Полог входа откинулся. Кто-то, закутанный в плащ, вошел и остановился. Фемистокл схватил светильник, поднес к лицу вошедшего.

- Аристид?

- Да, Аристид. Я нарушил закон и вернулся. Фемистокл! - страстно воскликнул он. - Накажи меня завтра, но сегодня дозволь сражаться!

Я впервые увидел Фемистокла растерянным. Он подвинул Аристиду скамью, блюдо с жареным мясом и фруктами, но вдруг, как бы спохватившись, откинул скамью ногой, выпрямился перед лицом Аристида.

- Зачем пришел? Ты был против флота, против морского боя, а теперь пришел? Хочешь и в этом случае прослыть справедливым?

Аристид сжал тонкие губы, но отвечал спокойно:

- Не время сводить счеты... Я бы не пришел - крестьяне, эвпатриды, даже многие моряки писали мне: сердце у Фемистокла большое, верим, что боги сделают его благосклонным.

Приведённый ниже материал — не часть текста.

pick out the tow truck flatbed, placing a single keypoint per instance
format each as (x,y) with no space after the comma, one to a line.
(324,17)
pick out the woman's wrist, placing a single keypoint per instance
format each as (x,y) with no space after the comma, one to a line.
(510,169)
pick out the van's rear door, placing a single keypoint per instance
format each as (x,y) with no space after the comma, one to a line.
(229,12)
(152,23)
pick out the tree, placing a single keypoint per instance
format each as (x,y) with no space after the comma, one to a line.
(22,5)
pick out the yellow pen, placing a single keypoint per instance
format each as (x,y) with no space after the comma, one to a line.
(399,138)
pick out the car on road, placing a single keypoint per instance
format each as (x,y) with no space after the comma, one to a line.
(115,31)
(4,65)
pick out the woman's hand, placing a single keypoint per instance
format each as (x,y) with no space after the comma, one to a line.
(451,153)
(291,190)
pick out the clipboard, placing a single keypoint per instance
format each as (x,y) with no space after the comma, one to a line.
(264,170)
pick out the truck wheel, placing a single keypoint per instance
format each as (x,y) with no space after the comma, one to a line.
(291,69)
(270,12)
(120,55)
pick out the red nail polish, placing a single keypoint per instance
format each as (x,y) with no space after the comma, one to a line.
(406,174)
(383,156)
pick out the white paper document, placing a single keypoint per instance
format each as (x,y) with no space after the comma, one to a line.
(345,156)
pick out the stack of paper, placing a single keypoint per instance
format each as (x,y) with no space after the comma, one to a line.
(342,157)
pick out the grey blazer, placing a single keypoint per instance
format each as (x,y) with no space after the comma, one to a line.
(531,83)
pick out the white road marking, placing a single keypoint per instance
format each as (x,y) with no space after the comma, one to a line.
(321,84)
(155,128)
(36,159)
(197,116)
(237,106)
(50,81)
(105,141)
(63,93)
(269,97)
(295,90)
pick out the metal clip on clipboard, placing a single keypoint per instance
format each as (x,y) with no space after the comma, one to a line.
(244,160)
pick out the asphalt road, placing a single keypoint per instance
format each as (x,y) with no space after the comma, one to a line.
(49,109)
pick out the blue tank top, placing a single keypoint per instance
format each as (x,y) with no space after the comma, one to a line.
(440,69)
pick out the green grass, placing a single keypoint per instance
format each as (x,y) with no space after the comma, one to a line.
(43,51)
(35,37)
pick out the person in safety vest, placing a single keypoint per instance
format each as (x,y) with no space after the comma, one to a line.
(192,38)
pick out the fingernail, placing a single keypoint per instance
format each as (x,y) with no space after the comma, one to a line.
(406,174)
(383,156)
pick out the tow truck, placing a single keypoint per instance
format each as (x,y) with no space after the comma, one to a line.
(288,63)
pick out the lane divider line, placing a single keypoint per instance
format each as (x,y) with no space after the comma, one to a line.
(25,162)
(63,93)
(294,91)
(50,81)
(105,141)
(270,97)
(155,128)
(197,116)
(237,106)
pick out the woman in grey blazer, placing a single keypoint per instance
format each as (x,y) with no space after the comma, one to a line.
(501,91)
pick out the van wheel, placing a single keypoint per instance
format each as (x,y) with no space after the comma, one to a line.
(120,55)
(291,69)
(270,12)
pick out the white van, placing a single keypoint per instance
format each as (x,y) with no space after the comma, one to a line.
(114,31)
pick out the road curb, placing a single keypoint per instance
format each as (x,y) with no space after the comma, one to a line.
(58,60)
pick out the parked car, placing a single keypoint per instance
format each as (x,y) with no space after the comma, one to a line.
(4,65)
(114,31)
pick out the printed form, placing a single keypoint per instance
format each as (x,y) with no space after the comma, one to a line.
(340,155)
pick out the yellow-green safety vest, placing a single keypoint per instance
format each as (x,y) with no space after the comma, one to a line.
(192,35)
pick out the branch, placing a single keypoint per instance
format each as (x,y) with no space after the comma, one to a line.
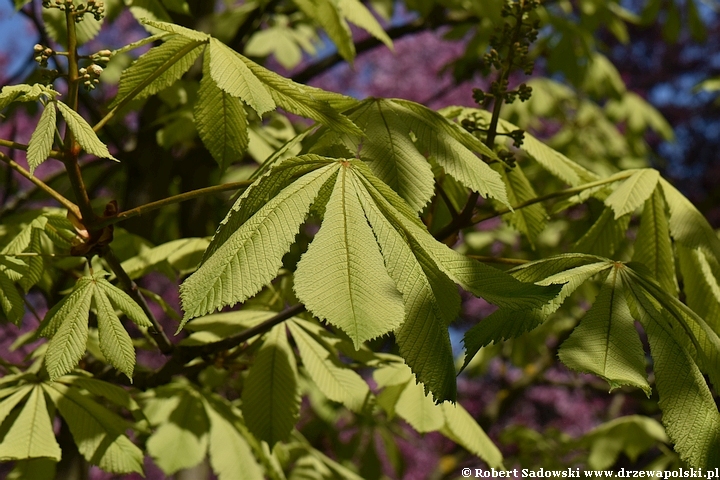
(200,192)
(157,332)
(40,184)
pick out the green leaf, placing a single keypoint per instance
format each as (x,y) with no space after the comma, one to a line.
(230,454)
(356,13)
(463,429)
(68,326)
(391,154)
(700,284)
(652,244)
(270,397)
(605,341)
(508,323)
(42,138)
(484,281)
(98,432)
(221,121)
(182,441)
(452,148)
(337,382)
(252,254)
(84,133)
(173,58)
(418,409)
(431,303)
(123,302)
(230,73)
(115,343)
(690,414)
(10,300)
(332,277)
(687,225)
(306,101)
(633,192)
(31,435)
(605,236)
(530,220)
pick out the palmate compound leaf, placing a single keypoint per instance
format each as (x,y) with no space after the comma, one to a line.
(31,434)
(334,379)
(42,137)
(67,324)
(270,396)
(633,192)
(653,247)
(84,133)
(248,253)
(605,342)
(570,270)
(690,415)
(342,277)
(221,120)
(173,58)
(98,433)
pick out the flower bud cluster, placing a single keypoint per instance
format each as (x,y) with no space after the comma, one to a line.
(42,54)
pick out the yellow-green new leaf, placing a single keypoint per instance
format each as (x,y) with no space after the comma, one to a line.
(42,138)
(98,433)
(172,59)
(31,435)
(251,256)
(633,192)
(463,429)
(68,326)
(333,277)
(653,247)
(231,74)
(606,342)
(338,382)
(230,455)
(687,225)
(84,133)
(115,343)
(221,121)
(270,397)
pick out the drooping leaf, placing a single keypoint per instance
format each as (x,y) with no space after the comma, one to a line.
(461,428)
(690,414)
(332,276)
(633,192)
(173,58)
(230,73)
(31,435)
(84,133)
(221,121)
(252,255)
(605,236)
(270,397)
(431,303)
(68,325)
(605,341)
(41,140)
(338,382)
(115,343)
(652,245)
(230,454)
(306,101)
(530,220)
(10,300)
(181,441)
(687,225)
(98,433)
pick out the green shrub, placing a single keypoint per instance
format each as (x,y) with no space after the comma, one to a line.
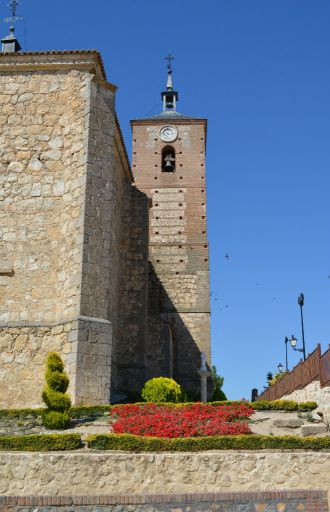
(40,442)
(218,395)
(161,389)
(193,444)
(55,400)
(88,411)
(55,419)
(57,380)
(54,362)
(54,396)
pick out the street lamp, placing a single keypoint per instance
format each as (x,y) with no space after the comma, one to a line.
(301,300)
(286,353)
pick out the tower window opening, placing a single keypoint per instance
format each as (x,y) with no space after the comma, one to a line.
(168,159)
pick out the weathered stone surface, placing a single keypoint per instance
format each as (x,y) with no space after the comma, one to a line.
(64,178)
(288,423)
(156,473)
(313,429)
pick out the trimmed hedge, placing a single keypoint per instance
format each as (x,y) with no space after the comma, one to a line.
(133,443)
(89,411)
(74,412)
(40,442)
(84,411)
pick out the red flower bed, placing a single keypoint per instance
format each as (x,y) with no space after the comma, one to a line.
(181,421)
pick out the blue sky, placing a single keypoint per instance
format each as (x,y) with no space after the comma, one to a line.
(259,71)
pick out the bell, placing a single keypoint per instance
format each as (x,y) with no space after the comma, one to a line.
(168,165)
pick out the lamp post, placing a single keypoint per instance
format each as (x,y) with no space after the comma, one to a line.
(286,353)
(301,300)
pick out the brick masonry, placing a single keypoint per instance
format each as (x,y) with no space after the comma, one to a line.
(276,501)
(178,246)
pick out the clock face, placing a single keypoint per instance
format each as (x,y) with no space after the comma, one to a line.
(168,133)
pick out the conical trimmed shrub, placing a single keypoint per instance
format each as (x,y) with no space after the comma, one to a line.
(54,394)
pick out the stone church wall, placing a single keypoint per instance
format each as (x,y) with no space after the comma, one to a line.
(130,350)
(42,126)
(42,129)
(178,246)
(62,195)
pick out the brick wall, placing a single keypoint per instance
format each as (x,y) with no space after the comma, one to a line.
(178,246)
(277,501)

Фемистокл молчал, неслышно ступая по ковру. Аристид продолжал:

- Помнишь, я призывал народ умереть под стенами богини? Вот я и явился умереть под деревянными стенами, которые ты воздвиг на море...

Замолчали. Корабль мелко покачивался на прибрежной зыби; меня ужасно клонило в сон, и я таращил глаза, чтобы не пропустить чего-нибудь интересного.

- Я на эгинской галере, - рассказывал Аристид, - проскользнул между кораблями мидян. Пролив заперт ими, судов видимо-невидимо. Если бы они первые напали, вот бы их колошматить в узком проливе!..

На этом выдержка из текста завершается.